Use k-NN from Node.js
There are multiple packages available for using the k-NN algorithm in Node.js via npm. We will be using clusters - it's easy to use and the return data is easily understood.
The code
First and foremost we need to query the database and add the returned data to the clustering algorithm so that it can classify it. Remember, we have decided that based on our dataset, we should be using 4 clusters. The /api endpoint is responsible for querying for the data and adding that to the algorithm and it returns the cluster data as it's response.
// app.js - code snippet
const clusterMaker = require('clusters');
clusterMaker.k(4);
clusterMaker.iterations(1000);
app.get('/api', (req, res) => {
db.documents
.query(
qb.where(qb.directory('/client/')).slice(0, 500) //take 500 documents as samples
)
.result()
.then((documents) => {
const response = documents.map((document) => {
return [document.content.salary, document.content.creditCardSpend];
});
clusterMaker.data(response);
const clusters = clusterMaker.clusters();
res.json(clusters);
});
});The structure of the clusters variable is really easy to understand and straight-forward:
[
{
centroid: [3283, 2767.5],
points: [
[3107, 2563],
[3154, 2453],
[3043, 2179],
[3828, 3875],
],
},
{
centroid: [4765.5, 2444],
points: [
[4651, 2471],
[4880, 2417],
],
},
{ centroid: [6579, 2079], points: [[6579, 2079]] },
{
centroid: [6209.666666666667, 5707.333333333333],
points: [
[6644, 6402],
[6083, 5238],
[5902, 5482],
],
},
];We have 4 clusters, which means we have 4 centroids, and we get a list of points belonging to each cluster.
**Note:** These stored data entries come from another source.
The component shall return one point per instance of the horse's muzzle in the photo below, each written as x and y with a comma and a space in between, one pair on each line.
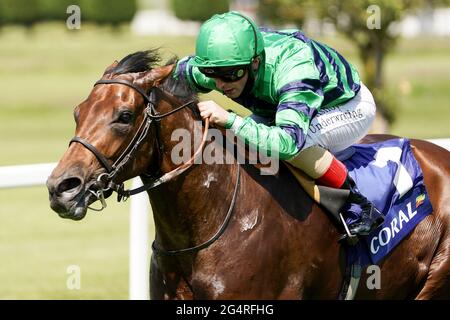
68, 197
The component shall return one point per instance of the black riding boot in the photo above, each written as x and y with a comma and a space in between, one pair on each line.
371, 217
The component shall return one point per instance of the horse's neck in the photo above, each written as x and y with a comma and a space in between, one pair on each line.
190, 209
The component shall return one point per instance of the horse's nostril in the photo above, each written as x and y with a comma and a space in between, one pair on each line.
68, 184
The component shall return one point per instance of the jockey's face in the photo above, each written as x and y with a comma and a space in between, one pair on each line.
234, 89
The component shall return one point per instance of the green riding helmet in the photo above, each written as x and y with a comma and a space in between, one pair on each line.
228, 39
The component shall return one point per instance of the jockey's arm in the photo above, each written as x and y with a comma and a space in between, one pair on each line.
299, 99
288, 135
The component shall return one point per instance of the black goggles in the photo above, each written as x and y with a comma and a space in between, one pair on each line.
226, 74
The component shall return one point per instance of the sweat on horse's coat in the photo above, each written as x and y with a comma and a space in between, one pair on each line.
291, 252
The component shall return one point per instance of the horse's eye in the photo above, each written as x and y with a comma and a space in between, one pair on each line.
125, 117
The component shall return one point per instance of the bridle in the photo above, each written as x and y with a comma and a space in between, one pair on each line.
105, 181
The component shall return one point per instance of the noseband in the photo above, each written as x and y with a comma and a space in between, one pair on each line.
105, 181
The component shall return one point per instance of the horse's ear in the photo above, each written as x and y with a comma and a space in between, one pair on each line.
110, 67
155, 76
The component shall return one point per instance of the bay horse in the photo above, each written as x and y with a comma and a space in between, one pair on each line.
224, 231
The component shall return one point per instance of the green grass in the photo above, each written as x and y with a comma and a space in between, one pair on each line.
37, 247
46, 73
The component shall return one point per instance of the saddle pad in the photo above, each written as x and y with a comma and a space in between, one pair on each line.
388, 174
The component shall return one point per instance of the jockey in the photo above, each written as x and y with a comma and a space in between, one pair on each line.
307, 101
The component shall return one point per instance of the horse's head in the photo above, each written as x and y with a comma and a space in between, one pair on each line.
115, 139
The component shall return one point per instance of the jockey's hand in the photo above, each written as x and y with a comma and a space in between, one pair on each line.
215, 113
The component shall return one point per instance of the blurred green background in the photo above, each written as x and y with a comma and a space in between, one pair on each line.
47, 70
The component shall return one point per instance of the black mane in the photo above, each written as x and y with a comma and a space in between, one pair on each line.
146, 60
137, 62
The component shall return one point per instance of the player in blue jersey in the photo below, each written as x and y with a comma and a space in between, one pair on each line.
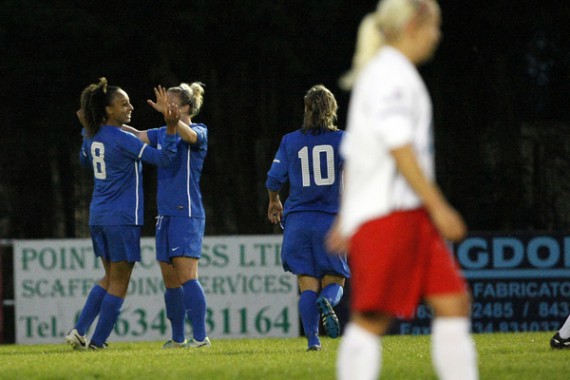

This is the information that we'll now take and plot on our scatter chart:
$.get('/api', (apiData) => {
google.charts.load('current', { packages: ['corechart'] });
google.charts.setOnLoadCallback(drawChart);
function drawChart() {
const chartData = [];
chartData.push([
'Salary (£ pcm)',
'Credit Card Spend (£ pcm)',
{ type: 'string', role: 'style' },
]);
apiData.map((elements, index) => {
let colour;
if (index === 0) {
colour = 'red';
} else if (index === 1) {
colour = 'green';
} else if (index === 2) {
colour = 'orange';
} else {
colour = 'blue';
}
elements.centroid.push(
`point { size: 8; shape-type: circle; fill-color: ${colour} }`
);
chartData.push(elements.centroid);
return elements.points.map((point) => {
point.push(`point { fill-color: ${colour}`);
return chartData.push(point);
});
});
const data = google.visualization.arrayToDataTable(chartData);
const options = {
title: 'Montly Salary vs Monthly Credit Card spend',
hAxis: { title: 'Salary (£ pcm)' },
vAxis: { title: 'Credit Card Spend (£ pcm)' },
legend: 'none',
pointSize: 2,
hAxis: {
minValue: 3000,
viewWindow: {
min: 2800,
},
},
};
const chart = new google.visualization.ScatterChart(
document.getElementById('chart_div')
);
chart.draw(data, options);
}
});And this is the finished product:
We have the 4 clusters on the scatter chart, with the larger points representing the centroids.
As a next step we could now act on this clustered information and use the information visible to us now: people in the blue cluster could be targeted by direct marketing campaings to encourage them to do a purchase, people in the green cluster could be warned not to overspend.